Sobre os assuntos dos refugiados, migrantes e o direito à cidadania universal que cada pessoa teria de circular livremente em nosso continente, precisamente, Evo Morales acabou de realizar um encontro internacional na Bolívia, para coletar opiniões que pretendem levar como proposta as Nações Unidas, para que podamos num futuro ter um mesmo passaporte.
O tema mais grave é o que trata da falência do Estado burguês que foi gestado pela revolução francesa em 1789 e que representava uma proposta da burguesia industrial para regular as relações sociais. Agora, a burguesia financeira e internacional não tem interesse nesse Estado, passa por cima dele. Então as forças populares devem pensar, debater e construir um novo tipo de Estado, e uma nova forma de participação democrática, popular. Mas, estamos no meio da crise e ainda não estão claros os caminhos e as construções possíveis. Mas teremos muitas mudanças pela frente…
Espero que a próxima Conferência Internacional da Via Campesina, a ser realizada em julho no País Basco, se dedique a analisar quais ações devemos adotar de forma conjunta em todo o mundo, entre as organizações campesinas, para confrontar esse desafio enquanto temos tempo.
Por outro lado, em novembro próximo, em Caracas, teremos a Assembleia Internacional de Movimentos e Organizações Populares que é parte de um processo de construção coletiva que vem de anos atrás.

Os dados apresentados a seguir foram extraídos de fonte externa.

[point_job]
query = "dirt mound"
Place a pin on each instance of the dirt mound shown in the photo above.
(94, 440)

Na América Latina e no Caribe, esse processo tomou forma no final dos anos 1980 com a “Campanha 500 Anos de Resistência Indígena, Negra e Popular”, logo depois, com a “Campanha contra a Alca [Área de Livre Comércio das Américas]” e mais tarde com a construção da “Articulação dos Movimentos da Alba”. Mas também temos impulsado processos similares na África, no Mundo Árabe e na Ásia.
Logo, como parte de um processo permanente de articulação internacional, precisamente para enfrentar a crise do capitalismo a partir dos movimentos populares, estamos construindo esses processos. Não são datas ou eventos, são processos permanentes, nos quais podemos nos identificar com propostas e programas, criar confiança política e identidade comum e assim avançar.
Oxalá se realize o sonho de Marx, com sua Associação Internacional de Trabalhadores, o sonho de Martí, Che e Fidel, que geraram a Organização de Solidariedade dos Povos da África, Ásia e América Latina (Ospaal), como uma articulação do Terceiro Mundo frente ao imperialismo na década de 1960. Agora, o que resta às forças populares é seguirem adiante, com generosidade, pluralidade, evitando os protagonismos, vedetismos pessoais e falsos hegemonismos.
*Artigo originalmente publicado no portal América Latina en Movimiento. Traduzido por ALBA Movimientos Brasil.